Liu, Z., Fauvel, C., Lin, S., Correa-Jaque, P., Webb, A., Vanderpool, R., Kanwar, M., Kraisangka, J., Mathur, P., Perer, A., Everett, A., & Benza, R. L. “Pulmonary Arterial Hypertension Risk Assessment model using Random Forrest and Bayesian Network”.

Background and rationale: Existing risk assessment models in pulmonary arterial hypertension (PAH) are powerful in predicating survival. Yet, they are limited in accounting for the internal relationships among variables since they typically assume independence between variables and their linear association with outcomes. To break free of these limits, we built a clinical risk assessment model using machine learning methods.

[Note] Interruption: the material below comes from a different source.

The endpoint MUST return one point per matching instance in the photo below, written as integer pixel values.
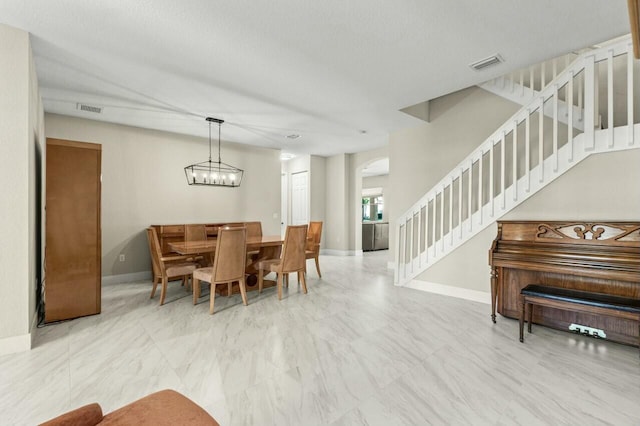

Methods and results: We harmonized the clinical data measured at baseline from seven adult PAH trials: GRIPHON, SERAPHIN, EARLY, COMPASS-2, COMPASS-3, MAESTRO and TRANSIT-1. The harmonized data comprised 2,870 subjects (mean age 43 years, 77% female, 50% idiopathic or familial PAH) and 125 clinical variables, with a mortality rate of 14%. We split the whole data set into 80% training and 20% test data. Using the training data, we studied variable importance in predicting time-to-mortality using Random Forest. Sixteen variables with importance value greater than 0.0015 were selected to construct a Bayesian network (BN) (Figure) in predicting 1-year survival status (primary outcome). The thresholds to discretize continuous variables were determined based on clinical knowledge. The BN obtained an AUC of 0.85 on the test data set. In 5-fold cross validation, the average AUC was 0.77.
Conclusion: Machine learning provides new powerful methods to build PAH risk assessment model, taking the interdependence among variables into account.